Today, used copies of the GT-R are available from $60,000 and up, largely dependent on age, mileage, condition and originality. Here’s an example of a few-year-old copy with less than 55,000 kilometers available under $65,000. Or, this loaded GT-R, with low miles, priced under $75,000, some $40,000 less than its original MSRP. Even more affordable are earlier copies with moderate mileage, like this copy with 68,000 kilometers at less than $62,000. That’s not bad for a Nissan that’ll keep right up with a $200,000 Porsche 911 Turbo S.

Why You Want One

Depreciation isn’t massive on the GT-R, as supply is relatively low compared to demand in the used market, and the car still remains highly enviable. But, with the ability to save tens of thousands from GT-R’s original price and get into a tremendously desirable and world-class performance car loved around the globe, it remains a worthy shopping exercise for the shopper after a big-dollar used performance car buy.

GT-R also boasted a rear seat, ideal for child seats or kids, and standard AWD and generous comfort and convenience features make it an easy drive, any day of the year, and even in winter. Here’s a car that comes with instant respect from other enthusiast drivers, and will make you new friends everywhere you show up.

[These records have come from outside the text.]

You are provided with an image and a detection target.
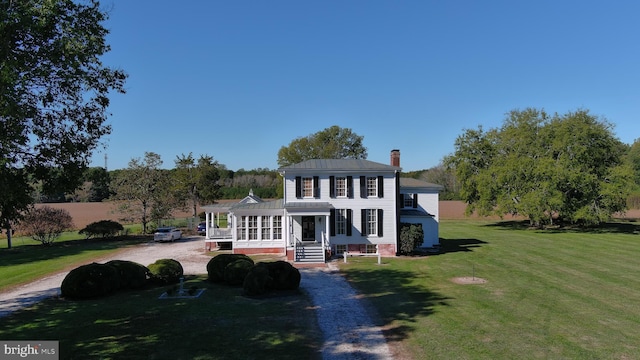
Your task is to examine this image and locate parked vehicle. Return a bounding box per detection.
[196,223,207,235]
[153,226,182,241]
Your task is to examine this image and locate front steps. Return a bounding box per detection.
[295,243,324,263]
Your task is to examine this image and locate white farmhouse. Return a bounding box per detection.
[203,150,442,262]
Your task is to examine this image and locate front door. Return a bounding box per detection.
[302,216,316,241]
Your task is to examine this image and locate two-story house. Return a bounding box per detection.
[203,150,442,262]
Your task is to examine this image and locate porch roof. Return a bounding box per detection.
[400,177,444,192]
[284,201,334,214]
[400,209,433,217]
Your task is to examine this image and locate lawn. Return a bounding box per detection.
[0,236,149,291]
[340,221,640,359]
[0,275,322,360]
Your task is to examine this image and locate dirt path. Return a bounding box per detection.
[0,236,211,318]
[0,236,392,360]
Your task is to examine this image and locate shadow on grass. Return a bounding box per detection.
[484,220,640,234]
[0,276,320,359]
[0,236,151,266]
[438,238,487,255]
[344,268,449,342]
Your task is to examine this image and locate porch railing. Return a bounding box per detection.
[209,228,232,239]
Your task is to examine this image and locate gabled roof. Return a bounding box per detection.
[400,177,444,191]
[278,159,401,173]
[229,199,284,213]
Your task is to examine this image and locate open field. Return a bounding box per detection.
[340,220,640,359]
[0,275,322,360]
[26,200,640,229]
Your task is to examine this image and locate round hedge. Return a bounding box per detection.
[242,263,271,296]
[207,254,253,282]
[224,259,253,285]
[106,260,150,289]
[60,263,120,299]
[147,259,184,285]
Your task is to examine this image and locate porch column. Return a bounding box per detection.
[204,212,211,239]
[323,215,331,246]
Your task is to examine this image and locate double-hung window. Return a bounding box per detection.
[360,209,383,236]
[367,177,378,197]
[261,216,271,240]
[365,209,378,235]
[336,177,347,197]
[404,194,413,207]
[302,177,313,197]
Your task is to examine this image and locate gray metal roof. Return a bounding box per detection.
[278,159,401,172]
[400,177,444,191]
[284,201,333,210]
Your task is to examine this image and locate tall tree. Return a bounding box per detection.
[173,153,220,218]
[111,152,175,234]
[446,109,632,226]
[278,125,367,166]
[0,0,126,242]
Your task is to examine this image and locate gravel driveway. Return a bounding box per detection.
[0,236,392,360]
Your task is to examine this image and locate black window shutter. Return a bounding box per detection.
[329,176,336,198]
[329,209,336,236]
[296,176,302,198]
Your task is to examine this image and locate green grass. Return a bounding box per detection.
[0,233,150,291]
[0,275,322,360]
[340,221,640,359]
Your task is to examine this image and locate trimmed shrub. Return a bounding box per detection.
[207,254,253,282]
[242,263,271,296]
[224,259,253,285]
[19,206,73,245]
[147,259,184,285]
[106,260,149,289]
[78,220,124,239]
[266,261,301,290]
[242,261,301,296]
[400,223,424,255]
[60,263,120,299]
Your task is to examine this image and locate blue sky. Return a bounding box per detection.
[93,0,640,171]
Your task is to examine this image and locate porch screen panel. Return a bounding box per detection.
[273,215,282,240]
[247,216,258,240]
[262,216,271,240]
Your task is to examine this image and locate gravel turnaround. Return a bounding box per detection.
[300,263,392,360]
[0,237,392,360]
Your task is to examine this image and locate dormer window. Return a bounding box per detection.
[367,177,378,197]
[404,194,413,207]
[400,194,418,209]
[296,176,320,198]
[302,178,313,197]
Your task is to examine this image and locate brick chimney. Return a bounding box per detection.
[391,149,400,167]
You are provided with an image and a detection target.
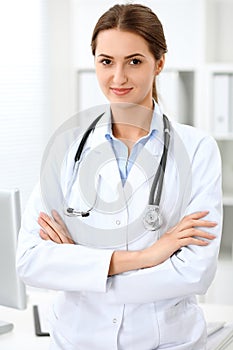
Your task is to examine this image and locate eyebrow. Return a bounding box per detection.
[97,53,145,59]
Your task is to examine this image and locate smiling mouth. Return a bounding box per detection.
[111,88,132,96]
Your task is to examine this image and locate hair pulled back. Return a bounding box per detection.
[91,4,167,102]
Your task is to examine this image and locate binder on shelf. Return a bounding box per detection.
[213,74,230,135]
[157,70,180,121]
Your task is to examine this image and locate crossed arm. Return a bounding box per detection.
[38,210,217,276]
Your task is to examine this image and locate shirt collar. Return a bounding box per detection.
[105,99,162,140]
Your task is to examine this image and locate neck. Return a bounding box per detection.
[111,103,153,143]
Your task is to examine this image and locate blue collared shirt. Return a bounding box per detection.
[105,103,158,186]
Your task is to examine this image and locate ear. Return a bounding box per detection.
[155,54,165,75]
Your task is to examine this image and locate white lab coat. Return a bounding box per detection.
[17,108,222,350]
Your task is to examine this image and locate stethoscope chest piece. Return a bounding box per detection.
[143,204,162,231]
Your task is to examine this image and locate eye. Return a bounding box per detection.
[100,58,112,66]
[129,58,142,65]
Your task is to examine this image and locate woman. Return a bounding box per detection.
[17,4,222,350]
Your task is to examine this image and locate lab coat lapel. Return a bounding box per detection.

Best of all, GT-R seems to be an easy car to live with, and yet another example of a reliable Nissan performance car as a used buy, provided maintenance scheduled are adhered to, and modifications are kept to a minimum.

Test Drive Tips

Though the GT-R’s regular maintenance regimen isn’t cheap, being sure to treat it to regular servicing as outlined in the owner’s manual seems an ideal way to enjoy maximum reliability and confidence. As such, be sure the seller is able to provide full service records indicating that all service requirements have been addressed.

A loud or intrusive rattle from the front of the vehicle on earlier models is likely the result of a bad flywheel bearing, though numerous owners have had this fixed under warranty. Rev the engine slightly in neutral to coax this noise out of the transmission, and listen closely. The sound will originate from down in the centre tunnel of the car, below the gear shifter area.

Check tires, brakes and seat bolsters for signs of excessive wear, calling any you note into pricing negotiations. Pop the GT-R’s hood and check the oil, confirming it is fresh and full, not burnt and down a pint or two.

Note that past abuse can be a concern, especially relating to the transmission on earlier models, some of which suffered catastrophic damage at the hands of abusive drivers and frequent use of the mechanically-stressful Launch Control function, which was removed after 2009. Bear in mind that abuse may show itself in numerous ways, including tires and brakes that are worn out, burnt engine oil, unwelcome noises from the suspension or driveline.

Another option is seeking out a GT-R from a Nissan certified pre-owned program. Note, however, that only selected, specially-equipped Nissan dealers can work on the GT-R, so be sure to track down the nearest GT-R certified dealer in your area, as you’ll need to bring your new toy there when it needs some loving.